We have included quantification for mamo mature transcripts in Figure 4—figure supplement 1. As there is no Mamo protein produced with Syp-RNAi, we do not feel that the smFISH experiment is essential. Chinmo-RNAi servers as a control for Chinmo-RNAi with Syp-RNAi.

- Figure 5H: Syp-RNAi with Mamo-GOF results in a mushroom body with a majority of α’β’ neurons. However, throughout the manuscript, the authors have made a point to indicate that Mamo requires post-transcriptional regulation by Syp. Thus, this result seems to contradict the authors' earlier results as Mamo-GOF should not lead to additional α’β’ neurons in the absence of Syp. This apparent discrepancy must be addressed.

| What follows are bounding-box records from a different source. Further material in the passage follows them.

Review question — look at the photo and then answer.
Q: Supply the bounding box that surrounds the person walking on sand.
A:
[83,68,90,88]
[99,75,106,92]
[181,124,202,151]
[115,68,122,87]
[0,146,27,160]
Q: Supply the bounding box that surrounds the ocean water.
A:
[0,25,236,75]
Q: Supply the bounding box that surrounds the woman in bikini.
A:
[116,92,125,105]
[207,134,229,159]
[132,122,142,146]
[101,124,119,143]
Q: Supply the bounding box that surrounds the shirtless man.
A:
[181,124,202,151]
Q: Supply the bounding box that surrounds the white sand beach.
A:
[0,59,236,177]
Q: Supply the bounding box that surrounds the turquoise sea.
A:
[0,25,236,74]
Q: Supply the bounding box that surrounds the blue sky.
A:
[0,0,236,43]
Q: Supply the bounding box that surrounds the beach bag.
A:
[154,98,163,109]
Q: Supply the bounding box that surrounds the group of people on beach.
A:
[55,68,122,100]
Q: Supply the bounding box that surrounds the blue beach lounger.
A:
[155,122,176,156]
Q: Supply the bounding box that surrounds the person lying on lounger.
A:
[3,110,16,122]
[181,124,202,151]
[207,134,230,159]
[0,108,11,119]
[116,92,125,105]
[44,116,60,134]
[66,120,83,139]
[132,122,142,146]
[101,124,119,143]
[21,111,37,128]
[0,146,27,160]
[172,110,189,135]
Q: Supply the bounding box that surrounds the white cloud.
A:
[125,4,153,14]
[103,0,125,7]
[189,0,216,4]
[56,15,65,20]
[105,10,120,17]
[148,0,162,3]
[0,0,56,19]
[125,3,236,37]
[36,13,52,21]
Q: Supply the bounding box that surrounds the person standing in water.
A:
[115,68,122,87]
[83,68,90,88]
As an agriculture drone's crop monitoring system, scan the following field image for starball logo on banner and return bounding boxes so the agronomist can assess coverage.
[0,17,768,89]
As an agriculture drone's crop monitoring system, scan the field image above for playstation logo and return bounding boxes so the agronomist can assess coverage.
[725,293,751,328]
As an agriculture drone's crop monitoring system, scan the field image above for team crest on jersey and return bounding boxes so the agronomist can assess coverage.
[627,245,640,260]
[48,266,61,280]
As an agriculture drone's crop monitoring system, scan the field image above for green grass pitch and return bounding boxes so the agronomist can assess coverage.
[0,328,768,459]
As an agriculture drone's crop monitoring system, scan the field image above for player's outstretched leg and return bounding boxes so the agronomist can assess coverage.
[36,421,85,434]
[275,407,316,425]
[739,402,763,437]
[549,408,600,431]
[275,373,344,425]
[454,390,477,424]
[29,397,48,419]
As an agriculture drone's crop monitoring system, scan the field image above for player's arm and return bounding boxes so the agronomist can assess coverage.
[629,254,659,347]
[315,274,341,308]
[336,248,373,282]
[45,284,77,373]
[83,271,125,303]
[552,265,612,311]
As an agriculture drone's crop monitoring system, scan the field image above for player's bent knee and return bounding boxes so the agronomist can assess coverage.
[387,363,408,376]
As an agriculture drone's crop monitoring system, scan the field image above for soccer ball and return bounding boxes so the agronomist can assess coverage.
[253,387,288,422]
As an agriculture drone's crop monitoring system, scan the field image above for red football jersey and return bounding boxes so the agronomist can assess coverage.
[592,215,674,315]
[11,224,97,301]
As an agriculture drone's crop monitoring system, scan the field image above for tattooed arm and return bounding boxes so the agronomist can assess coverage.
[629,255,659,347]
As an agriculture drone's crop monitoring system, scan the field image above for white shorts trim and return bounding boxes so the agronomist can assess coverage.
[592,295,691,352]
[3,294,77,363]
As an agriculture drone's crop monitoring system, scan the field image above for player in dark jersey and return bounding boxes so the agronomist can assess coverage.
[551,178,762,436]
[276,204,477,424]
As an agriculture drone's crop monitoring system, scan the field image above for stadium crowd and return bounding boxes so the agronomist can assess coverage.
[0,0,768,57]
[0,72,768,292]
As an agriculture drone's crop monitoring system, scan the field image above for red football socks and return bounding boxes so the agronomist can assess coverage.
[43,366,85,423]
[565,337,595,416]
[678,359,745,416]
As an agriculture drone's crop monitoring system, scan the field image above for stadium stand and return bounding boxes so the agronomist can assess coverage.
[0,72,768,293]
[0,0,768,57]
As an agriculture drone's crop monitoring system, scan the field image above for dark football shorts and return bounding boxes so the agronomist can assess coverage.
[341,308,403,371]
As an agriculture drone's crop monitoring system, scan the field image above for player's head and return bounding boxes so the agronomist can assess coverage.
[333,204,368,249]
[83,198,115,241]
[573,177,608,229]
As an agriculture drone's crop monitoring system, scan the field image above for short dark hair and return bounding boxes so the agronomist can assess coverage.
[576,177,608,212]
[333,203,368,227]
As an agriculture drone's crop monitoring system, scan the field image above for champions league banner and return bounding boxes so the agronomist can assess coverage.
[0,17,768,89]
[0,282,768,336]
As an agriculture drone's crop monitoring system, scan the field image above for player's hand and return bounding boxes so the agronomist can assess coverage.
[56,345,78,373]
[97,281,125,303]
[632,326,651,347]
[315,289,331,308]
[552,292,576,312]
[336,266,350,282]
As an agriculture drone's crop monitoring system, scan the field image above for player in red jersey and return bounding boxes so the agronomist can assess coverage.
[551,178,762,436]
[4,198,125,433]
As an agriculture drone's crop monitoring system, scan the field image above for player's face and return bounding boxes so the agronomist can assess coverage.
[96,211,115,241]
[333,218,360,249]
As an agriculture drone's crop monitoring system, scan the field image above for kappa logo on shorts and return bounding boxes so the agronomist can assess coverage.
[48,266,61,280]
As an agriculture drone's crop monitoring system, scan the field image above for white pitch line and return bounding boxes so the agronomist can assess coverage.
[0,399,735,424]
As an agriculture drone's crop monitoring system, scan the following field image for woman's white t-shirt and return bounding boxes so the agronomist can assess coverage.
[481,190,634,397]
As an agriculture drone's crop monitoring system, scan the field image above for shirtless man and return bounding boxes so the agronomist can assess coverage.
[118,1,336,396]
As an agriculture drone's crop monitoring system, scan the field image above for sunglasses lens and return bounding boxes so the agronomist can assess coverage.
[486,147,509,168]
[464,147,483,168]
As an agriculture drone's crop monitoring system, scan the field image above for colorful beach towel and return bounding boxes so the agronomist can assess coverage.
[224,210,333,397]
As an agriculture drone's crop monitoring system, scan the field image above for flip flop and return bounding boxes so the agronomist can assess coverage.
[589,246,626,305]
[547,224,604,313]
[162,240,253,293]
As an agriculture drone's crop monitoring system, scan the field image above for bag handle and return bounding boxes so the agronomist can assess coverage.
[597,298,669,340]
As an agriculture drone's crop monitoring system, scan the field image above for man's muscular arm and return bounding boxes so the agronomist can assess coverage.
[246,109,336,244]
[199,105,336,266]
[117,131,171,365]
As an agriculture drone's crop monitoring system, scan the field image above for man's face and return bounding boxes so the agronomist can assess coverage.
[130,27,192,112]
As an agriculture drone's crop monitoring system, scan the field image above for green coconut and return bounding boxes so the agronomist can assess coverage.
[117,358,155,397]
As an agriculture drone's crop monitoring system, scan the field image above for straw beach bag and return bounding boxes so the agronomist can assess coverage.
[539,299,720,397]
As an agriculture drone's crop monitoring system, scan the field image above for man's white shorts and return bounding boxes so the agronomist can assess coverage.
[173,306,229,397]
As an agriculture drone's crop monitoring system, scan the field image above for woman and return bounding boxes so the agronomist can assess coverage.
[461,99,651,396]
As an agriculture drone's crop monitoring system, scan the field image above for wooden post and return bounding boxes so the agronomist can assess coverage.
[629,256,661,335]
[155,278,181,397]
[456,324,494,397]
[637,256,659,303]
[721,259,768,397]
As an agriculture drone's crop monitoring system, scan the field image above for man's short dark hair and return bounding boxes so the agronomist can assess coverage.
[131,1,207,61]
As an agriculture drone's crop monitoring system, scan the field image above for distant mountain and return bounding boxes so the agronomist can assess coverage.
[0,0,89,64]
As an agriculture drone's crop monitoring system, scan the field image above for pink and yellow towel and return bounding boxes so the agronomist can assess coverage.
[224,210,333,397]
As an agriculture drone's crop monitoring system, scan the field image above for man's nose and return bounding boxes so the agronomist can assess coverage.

We apologize for any misunderstanding. The Mamo-GOF experiments utilize a transgene that does not have UTRs or introns and thus is not subject to Syp post-transcriptional regulation. We have now made this clear in the text when recounting the testing of Mamo transgenes and when describing Figure 5H.

- The authors must quantify the number of α’β’ neurons in the different genetic backgrounds in Figure 5 (e.g. using strong Trio expression of more than one marker.

We have quantified cell type percentages for Control animals, chinmo-RNAi and Mamo overexpression geneotypes in Figure 5—figure supplement 3. mamo-RNAi, chinmo-RNAi plus mamo-RNAi, and syp-RNAi all lack α’/β’ neurons, shifting to nearly all α/β or γ neurons so quantifications were not crucial to understand how cell fate was altered.